Create GHA extract shell scripts action (#1)

omus · web-flow · commit a9e3b70f830c · 2025-01-06T11:46:01.000-06:00
diff --git a/.editorconfig b/.editorconfig
@@ -0,0 +1,12 @@
+# https://editorconfig.org/
+
+# https://manpages.debian.org/testing/shfmt/shfmt.1.en.html#EXAMPLES
+[*.sh]
+indent_style = space
+indent_size = 4
+shell_variant      = bash  # --language-variant
+binary_next_line   = false
+switch_case_indent = true  # --case-indent
+space_redirects    = false
+keep_padding       = false
+function_next_line = false # --func-next-line
diff --git a/.github/workflows/integration-tests.yaml b/.github/workflows/integration-tests.yaml
@@ -0,0 +1,50 @@
+---
+name: Integration Tests
+on:
+  pull_request:
+    paths:
+      - "action.yaml"
+      - "gha_extract_shell_scripts.py"
+      - ".github/workflows/integration-tests.yaml"
+
+jobs:
+  test:
+    name: Test
+    runs-on: ubuntu-latest
+    permissions:
+      contents: read
+    steps:
+      - uses: actions/checkout@v4
+      - name: Run action
+        id: self
+        uses: ./
+      - name: Target step
+        run: |
+          echo "${{ env.greeting }}, $name"
+        env:
+          greeting: Hello
+          name: Integration Tests
+      - name: Test extracted
+        run: |
+          if [[ -f "$output_file" ]]; then
+              echo "Output:"
+              cat -n "$output_file"
+              echo "Expected:"
+              cat -n <<<"$expected"
+          else
+              find "${output_dir:?}"
+              exit 1
+          fi
+          diff --color=always "${output_file:?}" <(echo "${expected:?}")
+        env:
+          output_dir: ${{ steps.self.outputs.output-dir }}
+          output_file: ${{ steps.self.outputs.output-dir }}/integration-tests.yaml/job=Test/step=Target_step.sh
+          expected: |-
+            #!/usr/bin/env bash
+            set -e
+            # shellcheck disable=SC2016,SC2034
+            greeting='Hello'
+            # shellcheck disable=SC2016,SC2034
+            name='Integration Tests'
+            # ---
+            echo ":env.greeting:, $name"

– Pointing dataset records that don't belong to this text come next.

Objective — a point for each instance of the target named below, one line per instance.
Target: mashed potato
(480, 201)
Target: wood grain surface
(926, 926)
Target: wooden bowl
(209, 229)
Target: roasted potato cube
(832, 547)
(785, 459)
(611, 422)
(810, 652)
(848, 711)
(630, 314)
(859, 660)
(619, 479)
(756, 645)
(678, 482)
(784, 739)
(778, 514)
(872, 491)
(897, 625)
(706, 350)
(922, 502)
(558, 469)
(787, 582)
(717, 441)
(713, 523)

diff --git a/.github/workflows/shell.yaml b/.github/workflows/shell.yaml
@@ -0,0 +1,37 @@
+---
+name: Shell
+on:
+  pull_request:
+    paths:
+      - "**.sh"
+      - ".github/workflows/*"
+      - "action.yaml"
+      - "gha_extract_shell_scripts.py"
+
+jobs:
+  lint-format:
+    name: Lint & Format
+    needs: workflow-scripts
+    # These permissions are needed to:
+    # - Checkout the Git repo (`contents: read`)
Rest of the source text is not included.